La province de Luxembourg et la Ville d’Arlon sont sous le choc après la confirmation du meurtre de Béatrice, 14 ans.
Les médias sont de retour devant le palais de justice d’Arlon. (Photo : RL/Samuel Moreau)
Les circonstances et les acteurs du dossier rouvrent la plaie toujours pas cicatrisée de l’affaire Dutroux.
Ce n’est qu’un détail. Mais il est symptomatique des vieux démons arlonais qui remontent à la surface depuis hier matin. Face à l’afflux de journalistes au tribunal, c’est dans la salle de la cour d’assises que s’est tenue la conférence de presse confirmant le meurtre de Béatrice Berlaimont, 14 ans. « Là même où Marc Dutroux a été condamné à perpétuité en 2004. J’en ai encore la chair de poule », témoigne une journaliste belge de la RTBF qui prépare sous la neige son direct pour le 13h. En toile de fond : les parois vitrées d’un palais de justice trop sinistrement connu en Belgique.

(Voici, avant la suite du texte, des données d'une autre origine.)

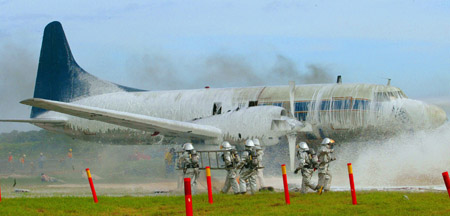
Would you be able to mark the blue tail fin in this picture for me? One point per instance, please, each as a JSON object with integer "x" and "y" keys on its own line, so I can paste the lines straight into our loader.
{"x": 59, "y": 76}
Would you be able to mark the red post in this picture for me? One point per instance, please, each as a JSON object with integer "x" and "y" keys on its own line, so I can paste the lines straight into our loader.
{"x": 91, "y": 183}
{"x": 208, "y": 182}
{"x": 286, "y": 188}
{"x": 352, "y": 183}
{"x": 447, "y": 182}
{"x": 188, "y": 196}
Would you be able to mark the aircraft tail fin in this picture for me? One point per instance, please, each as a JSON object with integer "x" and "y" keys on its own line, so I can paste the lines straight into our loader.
{"x": 60, "y": 78}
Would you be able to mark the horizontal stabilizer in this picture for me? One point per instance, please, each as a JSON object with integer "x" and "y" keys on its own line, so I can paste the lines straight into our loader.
{"x": 165, "y": 127}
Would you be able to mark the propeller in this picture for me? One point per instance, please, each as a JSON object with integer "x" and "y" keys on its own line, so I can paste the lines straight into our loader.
{"x": 292, "y": 136}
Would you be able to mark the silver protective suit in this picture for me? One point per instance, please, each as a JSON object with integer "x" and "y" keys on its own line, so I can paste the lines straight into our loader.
{"x": 307, "y": 162}
{"x": 189, "y": 163}
{"x": 231, "y": 160}
{"x": 260, "y": 174}
{"x": 325, "y": 158}
{"x": 249, "y": 171}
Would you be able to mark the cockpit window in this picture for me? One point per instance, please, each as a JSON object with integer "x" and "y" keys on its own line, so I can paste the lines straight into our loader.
{"x": 388, "y": 96}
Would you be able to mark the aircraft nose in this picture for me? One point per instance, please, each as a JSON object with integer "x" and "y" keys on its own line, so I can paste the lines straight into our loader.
{"x": 437, "y": 115}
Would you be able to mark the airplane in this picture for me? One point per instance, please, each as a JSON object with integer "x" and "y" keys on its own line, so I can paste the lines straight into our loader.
{"x": 71, "y": 101}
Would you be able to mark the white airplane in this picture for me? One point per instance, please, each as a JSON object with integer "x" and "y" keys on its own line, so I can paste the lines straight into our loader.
{"x": 69, "y": 100}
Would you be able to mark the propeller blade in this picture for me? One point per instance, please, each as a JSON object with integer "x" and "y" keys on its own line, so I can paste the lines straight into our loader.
{"x": 292, "y": 97}
{"x": 291, "y": 140}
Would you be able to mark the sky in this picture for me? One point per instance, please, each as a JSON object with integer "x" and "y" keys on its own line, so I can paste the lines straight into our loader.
{"x": 161, "y": 45}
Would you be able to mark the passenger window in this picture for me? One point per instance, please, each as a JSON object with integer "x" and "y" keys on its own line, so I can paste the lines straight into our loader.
{"x": 217, "y": 108}
{"x": 252, "y": 103}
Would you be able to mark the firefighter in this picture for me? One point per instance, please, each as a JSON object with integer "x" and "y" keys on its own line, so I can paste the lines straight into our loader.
{"x": 307, "y": 163}
{"x": 231, "y": 159}
{"x": 249, "y": 168}
{"x": 326, "y": 148}
{"x": 260, "y": 153}
{"x": 189, "y": 163}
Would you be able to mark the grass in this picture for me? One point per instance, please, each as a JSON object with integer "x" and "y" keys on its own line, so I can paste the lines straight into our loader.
{"x": 334, "y": 203}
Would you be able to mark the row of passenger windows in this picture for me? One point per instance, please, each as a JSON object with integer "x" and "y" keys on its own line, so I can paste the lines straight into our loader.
{"x": 303, "y": 106}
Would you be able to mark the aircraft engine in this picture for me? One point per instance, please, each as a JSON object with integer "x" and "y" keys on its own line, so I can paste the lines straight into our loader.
{"x": 267, "y": 123}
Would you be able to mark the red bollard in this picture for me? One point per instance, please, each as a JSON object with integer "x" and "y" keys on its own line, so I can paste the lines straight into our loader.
{"x": 286, "y": 188}
{"x": 208, "y": 182}
{"x": 188, "y": 196}
{"x": 91, "y": 183}
{"x": 447, "y": 182}
{"x": 352, "y": 183}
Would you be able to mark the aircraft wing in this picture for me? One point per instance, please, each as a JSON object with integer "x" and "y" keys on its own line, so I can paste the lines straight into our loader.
{"x": 36, "y": 121}
{"x": 165, "y": 127}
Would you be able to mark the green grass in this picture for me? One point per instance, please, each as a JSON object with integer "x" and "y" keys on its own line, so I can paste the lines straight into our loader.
{"x": 334, "y": 203}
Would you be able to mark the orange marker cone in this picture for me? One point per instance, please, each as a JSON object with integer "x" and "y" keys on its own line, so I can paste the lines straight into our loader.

À Arlon plus qu’ailleurs, le meurtre d’une adolescente de 14 ans résonne différemment. À chaque coin de rue et dans chaque friterie autour de la Grand-Place, où s’installe sans enthousiasme le marché de Noël, le nom du pédophile revient sur toutes les lèvres. C’est là qu’il a été jugé durant trois mois. À soixante kilomètres de Bertrix, village où il a enlevé sa dernière victime, âgée aussi de 14 ans. Celle qui a précipité sa chute. Séquestrée, Laëtitia Delhez avait été retrouvée vivante six jours après son enlèvement. Béatrice, retrouvée onze jours après sa disparition, n’a pas eu la même chance…
> « On veut comprendre »
Impossible enfin de ne pas faire le parallèle en voyant les figures judiciaires appelées à travailler sur la nouvelle enquête criminelle. Avant d’entrer dans la magistrature en 2010, Sarah Pollet, substitut du procureur du Grand-Duc du Luxembourg, qui a mené d’une main de fer en quinze minutes chrono la conférence de presse d’hier matin, fut justement jusqu’à l’issue du procès Dutroux l’une des avocates de Michelle Martin. En 2005, elle fut également l’avocate de Monique Olivier, l’épouse de Michel Fourniret, condamné à Charleville-Mezières pour les meurtres de six adolescentes. Quant au juge d’instruction en charge du meurtre de Béatrice, il s’agit de Jacques Langlois. Un nom à jamais lié à l’affaire Dutroux, qu’il a conduite jusqu’aux assises. Une affaire dont les plaies sont toujours béantes en Belgique. En témoignent les réactions houleuses suite à la libération de son ex-épouse Michelle Martin en juillet 2012. Elle vit depuis cloîtrée au couvent des Clarisses à Malonne, dans la province de Namur.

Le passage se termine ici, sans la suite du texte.